From 7a6de6d5f2e1e8e8908022789cf129581c90a4c3 Mon Sep 17 00:00:00 2001
From: =?UTF-8?q?Alexandru=20Mo=C8=99oi?= <mosoi@google.com>
Date: Fri, 14 Aug 2015 13:23:11 +0200
Subject: [PATCH] [dev.ssa] cmd/compile/internal/ssa/gen: fold Mul8 properly.

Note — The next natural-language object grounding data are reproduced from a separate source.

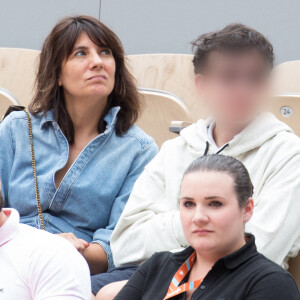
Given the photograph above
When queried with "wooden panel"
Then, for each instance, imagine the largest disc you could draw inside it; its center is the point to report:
(287, 109)
(295, 269)
(168, 72)
(158, 112)
(18, 71)
(287, 77)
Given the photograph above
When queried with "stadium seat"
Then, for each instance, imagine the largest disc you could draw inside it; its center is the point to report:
(287, 78)
(158, 110)
(172, 73)
(18, 71)
(286, 107)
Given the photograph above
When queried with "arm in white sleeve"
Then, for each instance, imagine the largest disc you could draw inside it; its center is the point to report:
(276, 219)
(56, 271)
(150, 221)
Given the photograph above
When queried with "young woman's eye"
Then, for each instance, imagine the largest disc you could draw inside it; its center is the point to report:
(188, 204)
(80, 53)
(105, 52)
(215, 204)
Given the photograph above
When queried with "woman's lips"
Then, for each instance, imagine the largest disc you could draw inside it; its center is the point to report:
(97, 77)
(202, 231)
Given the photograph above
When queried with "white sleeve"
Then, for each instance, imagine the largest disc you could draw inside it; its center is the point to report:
(57, 271)
(150, 221)
(276, 220)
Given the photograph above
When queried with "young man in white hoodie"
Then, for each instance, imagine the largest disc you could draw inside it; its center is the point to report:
(233, 68)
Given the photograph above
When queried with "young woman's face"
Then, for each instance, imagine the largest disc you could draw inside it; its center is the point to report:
(89, 71)
(212, 219)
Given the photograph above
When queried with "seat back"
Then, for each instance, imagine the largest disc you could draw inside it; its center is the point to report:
(18, 71)
(287, 78)
(294, 269)
(286, 107)
(6, 99)
(172, 73)
(158, 111)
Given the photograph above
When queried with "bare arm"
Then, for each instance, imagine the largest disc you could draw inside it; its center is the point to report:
(96, 258)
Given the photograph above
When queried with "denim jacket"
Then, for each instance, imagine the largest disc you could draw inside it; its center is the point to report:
(94, 191)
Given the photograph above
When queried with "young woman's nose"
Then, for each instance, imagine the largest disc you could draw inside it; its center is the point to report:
(200, 216)
(96, 61)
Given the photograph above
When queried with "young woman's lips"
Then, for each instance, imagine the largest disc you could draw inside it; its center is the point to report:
(97, 77)
(202, 231)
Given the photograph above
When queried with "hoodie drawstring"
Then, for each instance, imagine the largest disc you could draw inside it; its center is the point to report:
(219, 151)
(206, 148)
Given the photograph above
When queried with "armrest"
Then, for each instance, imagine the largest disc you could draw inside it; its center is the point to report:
(177, 126)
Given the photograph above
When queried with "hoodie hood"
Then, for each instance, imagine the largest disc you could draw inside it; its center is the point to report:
(265, 127)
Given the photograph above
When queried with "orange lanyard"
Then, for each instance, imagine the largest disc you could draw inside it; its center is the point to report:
(174, 288)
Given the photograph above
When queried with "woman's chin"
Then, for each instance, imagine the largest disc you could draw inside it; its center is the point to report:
(203, 246)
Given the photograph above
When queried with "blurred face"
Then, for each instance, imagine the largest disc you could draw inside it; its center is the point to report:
(88, 72)
(235, 86)
(212, 219)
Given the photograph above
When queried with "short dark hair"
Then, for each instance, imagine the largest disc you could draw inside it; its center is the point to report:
(57, 47)
(233, 167)
(1, 202)
(234, 37)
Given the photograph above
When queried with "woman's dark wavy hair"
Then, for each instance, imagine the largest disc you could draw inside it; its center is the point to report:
(57, 48)
(233, 167)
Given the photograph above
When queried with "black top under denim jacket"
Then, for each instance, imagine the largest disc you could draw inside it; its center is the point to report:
(244, 274)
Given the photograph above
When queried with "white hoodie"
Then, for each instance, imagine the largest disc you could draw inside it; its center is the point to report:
(271, 152)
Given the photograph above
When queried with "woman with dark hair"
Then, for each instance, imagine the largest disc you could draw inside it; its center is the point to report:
(87, 150)
(222, 261)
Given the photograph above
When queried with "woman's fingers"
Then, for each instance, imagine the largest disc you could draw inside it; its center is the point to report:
(79, 244)
(85, 243)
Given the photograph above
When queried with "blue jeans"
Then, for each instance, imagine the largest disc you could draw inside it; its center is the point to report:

Mul8 is lowered to MULW, but the rules for constant
folding do not handle the fact that the operands
are int8.

Change-Id: I2c336686d86249393a8079a471c6ff74e6228f3d
Reviewed-on: https://go-review.googlesource.com/13642
Reviewed-by: Keith Randall <khr@golang.org>
---
 src/cmd/compile/internal/gc/ssa.go           |  4 +-
 src/cmd/compile/internal/ssa/gen/AMD64.rules |  8 +--
 src/cmd/compile/internal/ssa/gen/AMD64Ops.go |  2 +
 src/cmd/compile/internal/ssa/opGen.go        | 27 ++++++++
 src/cmd/compile/internal/ssa/rewriteAMD64.go | 69 ++++++++++++++++++--
 5 files changed, 100 insertions(+), 10 deletions(-)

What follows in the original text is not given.